Authors: Xiaoyu Du (University College Dublin), Chris Hargreaves (University of Oxford), John Sheppard (Waterford Institute of Technology), and Mark Scanlon (University College Dublin)
DFRWS APAC 2021
Abstract
Best Student Paper – APAC 2021
Digital forensic test images are commonly used across a variety of digital forensic use cases including education and training, tool testing and validation, proficiency testing, malware analysis, and research and development. Using real digital evidence for these purposes is often not viable or permissible, especially when factoring in the ethical and in some cases legal considerations of working with individuals’ personal data. Furthermore, when using real data it is not usually known what actions were performed when, i.e. what was the ’ground truth’. The creation of synthetic digital forensic test images typically involves an arduous, time- consuming process of manually performing a list of actions, or following a ‘story’ to generate artefacts in a subsequently imaged disk. Besides the manual effort and time needed in executing the relevant actions in the scenario, there is often little room to build a realistic volume of non-pertinent wear-and-tear or ‘background noise’ on the suspect device, meaning the resulting disk images are inherently limited and to a certain extent simplistic.

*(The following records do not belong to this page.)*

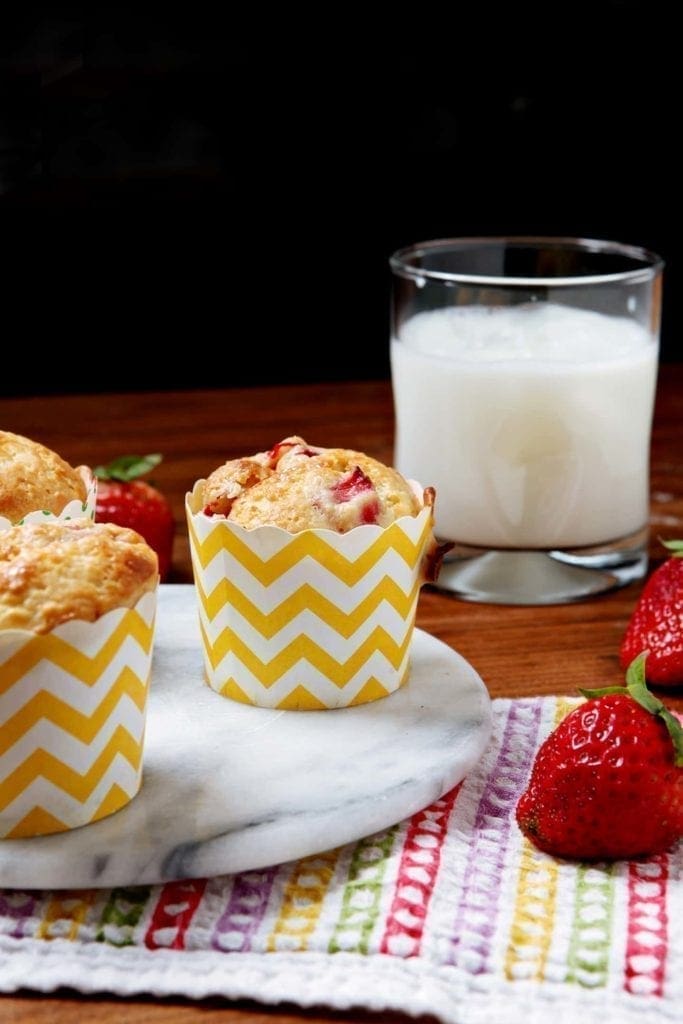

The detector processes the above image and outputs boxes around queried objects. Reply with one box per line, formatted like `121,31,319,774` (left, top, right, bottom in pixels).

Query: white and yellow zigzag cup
0,591,157,839
185,480,435,711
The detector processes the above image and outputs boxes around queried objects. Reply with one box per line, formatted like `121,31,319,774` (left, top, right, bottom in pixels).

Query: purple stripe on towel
211,867,278,953
0,889,41,939
449,698,542,974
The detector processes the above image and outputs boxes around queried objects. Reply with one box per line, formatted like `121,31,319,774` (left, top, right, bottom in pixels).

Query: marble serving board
0,585,490,889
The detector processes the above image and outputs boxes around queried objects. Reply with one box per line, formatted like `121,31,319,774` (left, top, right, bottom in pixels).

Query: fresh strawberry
95,455,175,582
517,651,683,860
620,541,683,686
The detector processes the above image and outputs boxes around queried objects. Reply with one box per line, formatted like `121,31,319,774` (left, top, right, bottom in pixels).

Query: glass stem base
435,528,648,605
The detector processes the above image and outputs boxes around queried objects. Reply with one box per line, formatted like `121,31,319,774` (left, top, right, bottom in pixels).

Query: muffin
203,437,422,534
186,436,442,710
0,519,158,839
0,430,94,528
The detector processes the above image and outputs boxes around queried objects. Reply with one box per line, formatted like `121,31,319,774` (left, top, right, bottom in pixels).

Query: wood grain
0,365,683,1024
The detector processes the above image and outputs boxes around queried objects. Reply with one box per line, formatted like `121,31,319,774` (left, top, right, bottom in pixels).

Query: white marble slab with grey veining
0,585,490,888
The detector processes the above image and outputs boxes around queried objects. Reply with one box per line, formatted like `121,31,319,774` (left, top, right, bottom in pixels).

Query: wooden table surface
0,364,683,1024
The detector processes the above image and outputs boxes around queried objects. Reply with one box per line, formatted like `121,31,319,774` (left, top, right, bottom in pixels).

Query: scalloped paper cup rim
0,466,97,531
185,480,436,711
0,585,158,841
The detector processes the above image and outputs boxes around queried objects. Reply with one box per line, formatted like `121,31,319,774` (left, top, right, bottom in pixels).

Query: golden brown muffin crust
203,437,422,534
0,430,86,522
0,519,159,633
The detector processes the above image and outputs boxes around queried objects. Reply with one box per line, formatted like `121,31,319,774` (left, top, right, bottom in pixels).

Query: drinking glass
390,238,664,604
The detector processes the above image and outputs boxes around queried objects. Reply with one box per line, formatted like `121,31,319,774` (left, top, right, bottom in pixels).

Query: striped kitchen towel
0,697,683,1024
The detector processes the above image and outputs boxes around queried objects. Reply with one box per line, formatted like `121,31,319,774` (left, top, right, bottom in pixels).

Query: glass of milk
390,238,664,604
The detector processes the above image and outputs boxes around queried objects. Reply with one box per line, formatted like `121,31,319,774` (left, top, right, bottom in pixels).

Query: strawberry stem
580,655,683,768
94,454,163,483
659,538,683,558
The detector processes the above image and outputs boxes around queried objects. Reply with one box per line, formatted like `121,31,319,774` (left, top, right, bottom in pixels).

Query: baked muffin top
0,430,86,522
202,436,423,534
0,519,159,633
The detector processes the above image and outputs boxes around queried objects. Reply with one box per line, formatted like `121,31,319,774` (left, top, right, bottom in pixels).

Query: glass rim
389,234,665,288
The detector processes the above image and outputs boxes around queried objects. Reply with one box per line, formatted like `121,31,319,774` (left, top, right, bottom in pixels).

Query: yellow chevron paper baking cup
185,480,434,711
0,591,157,839
0,466,97,531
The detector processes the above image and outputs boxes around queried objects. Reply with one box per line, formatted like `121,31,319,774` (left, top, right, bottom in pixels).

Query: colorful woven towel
0,697,683,1024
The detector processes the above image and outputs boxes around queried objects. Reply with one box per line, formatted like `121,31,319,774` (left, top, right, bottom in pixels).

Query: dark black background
0,0,680,393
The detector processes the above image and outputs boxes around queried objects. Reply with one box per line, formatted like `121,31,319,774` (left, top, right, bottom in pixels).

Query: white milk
391,303,657,548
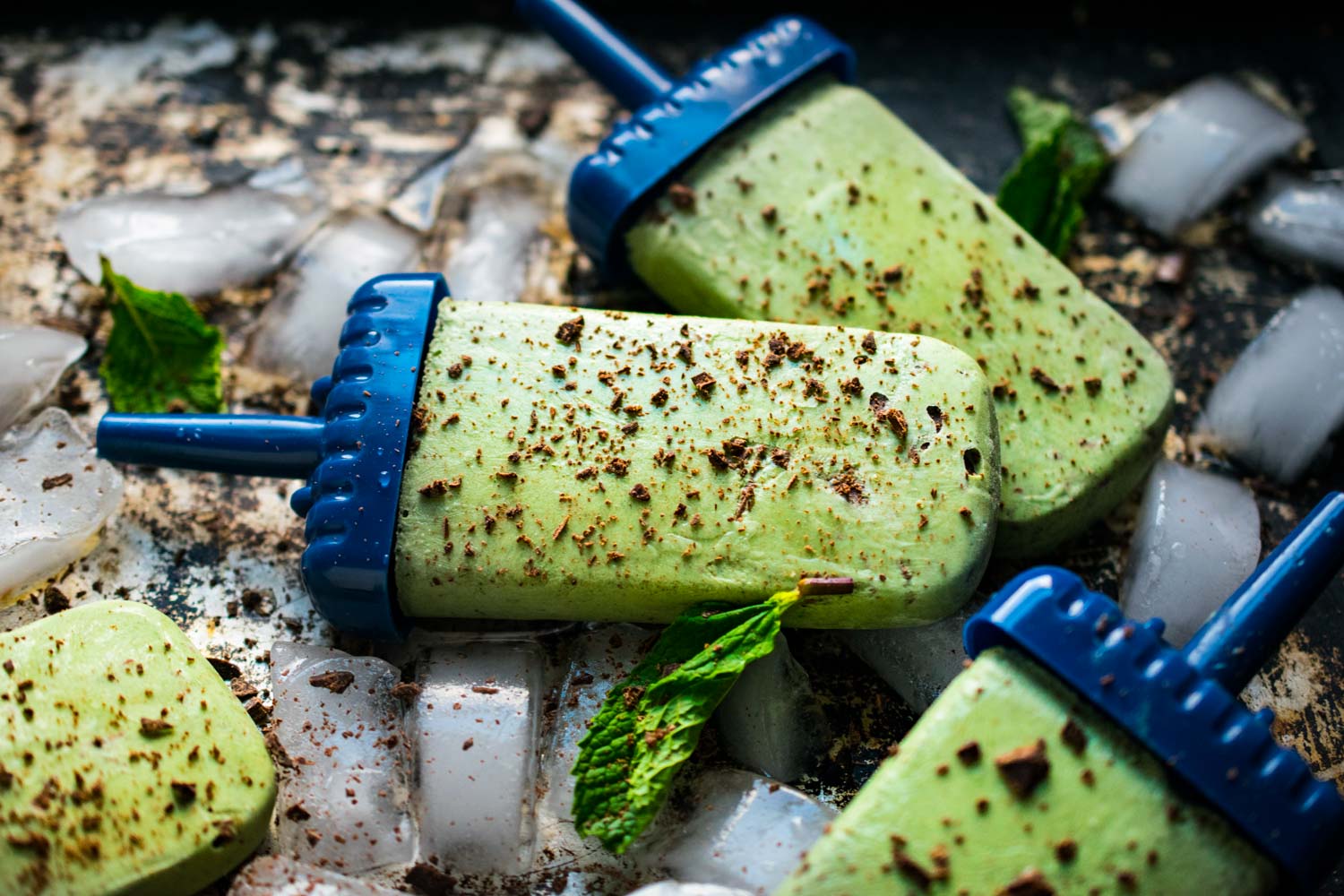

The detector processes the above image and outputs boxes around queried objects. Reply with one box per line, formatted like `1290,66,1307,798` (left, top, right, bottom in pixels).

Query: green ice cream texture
626,75,1172,556
0,600,276,896
776,648,1277,896
394,299,999,627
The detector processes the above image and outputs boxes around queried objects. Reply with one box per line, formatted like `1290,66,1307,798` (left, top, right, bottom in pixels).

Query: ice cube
0,407,123,603
714,633,830,780
639,769,838,893
408,640,546,874
0,321,88,435
840,599,984,712
249,212,422,379
271,642,416,874
1247,177,1344,269
56,167,323,297
1120,461,1261,646
1107,76,1306,237
228,856,401,896
1198,286,1344,482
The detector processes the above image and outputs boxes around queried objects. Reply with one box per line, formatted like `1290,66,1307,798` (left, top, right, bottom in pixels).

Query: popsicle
519,0,1172,556
99,274,999,638
0,600,276,896
777,493,1344,896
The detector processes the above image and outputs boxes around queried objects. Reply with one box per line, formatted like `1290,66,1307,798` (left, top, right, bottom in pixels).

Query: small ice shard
0,407,121,603
408,640,546,874
249,212,419,379
0,321,88,435
640,770,838,893
714,633,828,780
1247,177,1344,270
1196,286,1344,484
1107,76,1306,237
1120,461,1261,648
56,167,323,297
228,856,401,896
840,600,981,712
271,642,416,874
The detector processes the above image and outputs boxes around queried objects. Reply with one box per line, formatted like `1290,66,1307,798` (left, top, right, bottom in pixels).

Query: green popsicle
395,299,999,627
776,648,1277,896
626,75,1172,556
0,600,276,896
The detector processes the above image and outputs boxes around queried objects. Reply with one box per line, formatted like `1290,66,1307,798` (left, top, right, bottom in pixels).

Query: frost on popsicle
250,212,419,379
271,643,416,874
1107,76,1306,237
56,164,324,297
1246,177,1344,269
714,633,828,780
408,641,546,874
1120,461,1261,646
0,321,86,435
636,770,836,893
1198,286,1344,482
0,409,121,602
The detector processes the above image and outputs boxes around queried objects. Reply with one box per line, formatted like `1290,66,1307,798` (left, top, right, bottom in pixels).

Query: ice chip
228,856,401,896
639,770,836,893
0,407,121,603
56,167,323,297
1196,286,1344,482
0,321,88,435
249,212,419,379
1246,177,1344,269
715,634,828,780
271,642,416,874
1120,461,1261,646
408,640,546,874
1107,76,1306,237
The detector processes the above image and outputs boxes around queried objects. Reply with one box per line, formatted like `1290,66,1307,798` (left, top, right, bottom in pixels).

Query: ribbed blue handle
518,0,672,108
1185,492,1344,694
99,414,323,479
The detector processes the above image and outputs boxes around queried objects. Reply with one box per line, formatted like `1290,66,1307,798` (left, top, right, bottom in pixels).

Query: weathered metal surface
0,11,1344,893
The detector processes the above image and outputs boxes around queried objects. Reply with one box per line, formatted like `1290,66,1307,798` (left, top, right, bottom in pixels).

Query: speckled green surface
0,600,276,896
628,78,1172,556
776,648,1277,896
395,301,999,627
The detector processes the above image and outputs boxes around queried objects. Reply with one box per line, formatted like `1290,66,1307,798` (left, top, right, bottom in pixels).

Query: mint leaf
99,258,225,412
999,87,1110,256
572,591,798,855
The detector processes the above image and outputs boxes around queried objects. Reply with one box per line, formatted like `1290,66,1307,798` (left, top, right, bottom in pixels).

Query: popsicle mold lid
518,0,855,278
964,492,1344,892
99,274,449,640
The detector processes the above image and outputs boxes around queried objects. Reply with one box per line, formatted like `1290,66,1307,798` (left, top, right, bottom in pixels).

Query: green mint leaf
572,591,798,855
999,87,1110,256
99,258,225,412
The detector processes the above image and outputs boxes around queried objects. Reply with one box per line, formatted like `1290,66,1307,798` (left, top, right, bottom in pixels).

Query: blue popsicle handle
518,0,672,108
99,414,323,479
1185,492,1344,694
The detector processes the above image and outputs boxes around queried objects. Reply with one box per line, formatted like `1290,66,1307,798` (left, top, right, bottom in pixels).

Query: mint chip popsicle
99,274,999,638
776,493,1344,896
0,600,276,896
519,0,1172,556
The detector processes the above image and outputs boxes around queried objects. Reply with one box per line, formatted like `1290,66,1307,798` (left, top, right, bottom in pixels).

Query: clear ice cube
271,642,416,874
1120,461,1261,646
249,212,419,379
637,770,838,893
1107,76,1306,237
714,633,828,780
0,407,123,603
1198,286,1344,482
1246,176,1344,269
0,321,88,435
56,165,324,297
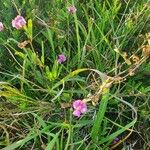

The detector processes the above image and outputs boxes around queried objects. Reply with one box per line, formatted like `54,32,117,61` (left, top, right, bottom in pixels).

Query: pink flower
0,22,4,32
73,100,87,117
57,54,66,64
67,5,77,14
12,15,26,29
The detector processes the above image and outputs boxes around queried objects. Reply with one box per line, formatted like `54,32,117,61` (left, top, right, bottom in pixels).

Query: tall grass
0,0,150,150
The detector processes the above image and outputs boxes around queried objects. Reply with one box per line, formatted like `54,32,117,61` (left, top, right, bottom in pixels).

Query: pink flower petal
73,100,82,109
12,15,26,29
73,110,81,117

This work presents the TraceGen framework, an automated system focused on the emulation of user actions to create realistic and comprehensive artefacts in an auditable and reproducible manner. The framework consists of a series of actions contained within scripts that are executed both externally and internally to a target virtual machine. These actions use existing automation APIs to emulate a real user’s behaviour on a Windows system to generate realistic and comprehensive artefacts. These actions can be quickly scripted together to form complex stories or to emulate wear-and-tear on the test image. In addition to the development of the framework, evaluation is also performed in terms of the ability to produce background artefacts at scale, and also the realism of the artefacts compared with their human-generated counterparts.